Trois millions de mal logés en France. Cette question est devenue majeure pour nos concitoyens. Un Français sur deux qui craint de perdre son logement (enquête BVA / L’Humanité/ La Vie). Listes d’attente, exclusion des centres-villes, logements insalubres, sans-logis, difficultés d’accès au premier logement pour les jeunes, flambée des loyers et des charges... elle ne touche plus seulement les plus modestes.
Et quand le pouvoir d’achat est la première préoccupation, le logement est devenu pour beaucoup de familles le premier poste de dépense. Pire, il y a trente ans, la part du budget des ménages consacrée à l’habitat était équivalente quelques soient les revenus, aujourd’hui elle représente 25% pour les plus modestes, 11% seulement pour les plus riches !
C’est inadmissible.
La droite, la gauche, ce n’est pas la même chose
Les gouvernements de droite ne cessent d’aggraver la situation. La pénurie, fait s’envoler les loyers comme les prix de l’immobilier. La politique de la ville encourage les démolitions sans que les reconstructions soient toujours au rendez-vous. Les aides à la construction et à la réhabilitations diminuent. Les offices HLM sont étranglés financièrement et incités à se privatiser. Dans certaines villes ou certains quartiers, accéder à la propriété devient impossible même avec un pouvoir d’achat correct. Ce sont les ghettos des riches.
Nicolas Sarkozy a trouvé la réponse au problème : « tous propriétaires ». Mais sans augmentation des salaires. Il projette même la vente d’un logement HLM sur trois. Les banques se frottent d’avance les mains en pensant aux remboursements d’emprunt. Jusqu’à une crise des « subprimes » comme aux Etats-Unis ?
Le logement n’est pas une marchandise
Beaucoup de maires de gauche, et d’abord les maires communistes, travaillent activement à répondre aux besoins. Ils agissent contre la spéculation immobilière, construisent du logement pour tous et de qualité, diversifié. Ils sont les premiers à intégrer la « haute performance énergétique et écologique ».

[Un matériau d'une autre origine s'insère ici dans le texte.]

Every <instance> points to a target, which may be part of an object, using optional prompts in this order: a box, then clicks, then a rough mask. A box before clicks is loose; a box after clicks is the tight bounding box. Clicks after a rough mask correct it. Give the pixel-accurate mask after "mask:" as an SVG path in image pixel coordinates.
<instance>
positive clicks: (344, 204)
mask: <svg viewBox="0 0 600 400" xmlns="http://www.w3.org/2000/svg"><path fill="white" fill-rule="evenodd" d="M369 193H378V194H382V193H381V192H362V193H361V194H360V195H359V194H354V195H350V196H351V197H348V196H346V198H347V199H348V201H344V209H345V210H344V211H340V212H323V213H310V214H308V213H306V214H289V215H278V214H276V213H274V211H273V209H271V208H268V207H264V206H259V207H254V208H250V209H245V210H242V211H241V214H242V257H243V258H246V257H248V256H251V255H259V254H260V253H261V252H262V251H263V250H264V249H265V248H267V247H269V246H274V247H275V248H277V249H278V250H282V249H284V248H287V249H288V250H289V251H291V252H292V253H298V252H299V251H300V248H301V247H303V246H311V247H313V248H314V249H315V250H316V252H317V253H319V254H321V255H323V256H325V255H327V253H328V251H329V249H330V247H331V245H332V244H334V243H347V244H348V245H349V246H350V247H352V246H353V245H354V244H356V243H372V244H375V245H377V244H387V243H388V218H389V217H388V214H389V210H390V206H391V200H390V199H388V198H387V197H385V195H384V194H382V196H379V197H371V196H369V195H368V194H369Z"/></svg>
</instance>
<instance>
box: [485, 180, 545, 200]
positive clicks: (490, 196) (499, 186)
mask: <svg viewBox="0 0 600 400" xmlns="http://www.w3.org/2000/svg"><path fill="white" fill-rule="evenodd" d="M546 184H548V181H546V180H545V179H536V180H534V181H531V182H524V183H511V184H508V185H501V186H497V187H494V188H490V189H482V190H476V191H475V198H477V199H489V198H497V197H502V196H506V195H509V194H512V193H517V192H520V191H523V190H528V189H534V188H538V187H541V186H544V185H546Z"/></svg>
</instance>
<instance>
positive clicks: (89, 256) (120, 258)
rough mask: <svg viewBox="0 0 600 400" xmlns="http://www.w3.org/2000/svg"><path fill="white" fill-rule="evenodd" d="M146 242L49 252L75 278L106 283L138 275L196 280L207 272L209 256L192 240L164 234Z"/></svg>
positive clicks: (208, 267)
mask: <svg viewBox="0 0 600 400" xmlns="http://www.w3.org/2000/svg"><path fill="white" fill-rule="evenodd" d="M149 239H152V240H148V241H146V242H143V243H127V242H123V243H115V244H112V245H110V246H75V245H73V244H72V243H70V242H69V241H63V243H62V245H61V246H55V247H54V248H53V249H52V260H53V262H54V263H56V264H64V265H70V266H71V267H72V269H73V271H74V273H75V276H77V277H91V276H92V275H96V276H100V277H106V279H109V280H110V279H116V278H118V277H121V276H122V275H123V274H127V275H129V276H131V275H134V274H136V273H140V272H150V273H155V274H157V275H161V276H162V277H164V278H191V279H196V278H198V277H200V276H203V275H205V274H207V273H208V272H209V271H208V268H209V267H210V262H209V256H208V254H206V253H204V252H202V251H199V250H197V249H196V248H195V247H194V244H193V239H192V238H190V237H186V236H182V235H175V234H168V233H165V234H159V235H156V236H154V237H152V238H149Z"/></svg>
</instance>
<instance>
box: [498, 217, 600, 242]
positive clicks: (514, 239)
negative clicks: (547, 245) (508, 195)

Mais tous ces efforts sont limités voire contrariés par la politique nationale dont le logement est et doit rester une compétence. C’est pourquoi les candidats communistes porteront dans ces élections les exigence de :
la construction de 600000 logements publics en France sur cinq ans. un plan d’élimination de l’habitat insalubre
une “ Charte des hôtels meublés ”, afin d’assurer la dignité des conditions d’habitation ainsi qu’un partenariat entre collectivités territoriales et Offices publics pour le logement d’urgence le gel, dans l’immédiat, des loyers avec compensations pour les Offices HLM
l’application de la loi SRU qui imposent aux villes de se doter de 20% au moins de logements publics et l’inégibilité pour les maires ne respectant pas la loi comme à Saint Maur (94), Neuilly (92) Toulon (83) ou Nice (06) le maintien de l’usage des fonds du livret A pour le logement et la revalorisation de la participation des employeurs pour retrouver le « 1% logement »
Une semaine après le vote des 9 et 16 mars prochains, avec le retour du printemps, les expulsions seront de nouveau autorisées par les préfets. Les candidats communistes proposent la suspension de toute expulsion locative tant qu’il n’y aura pas de dispositions concrètes de la loi sur le droit au logement opposable et agirons en ce sens.
Cela vaut le coup de voter pour eux et de les élire.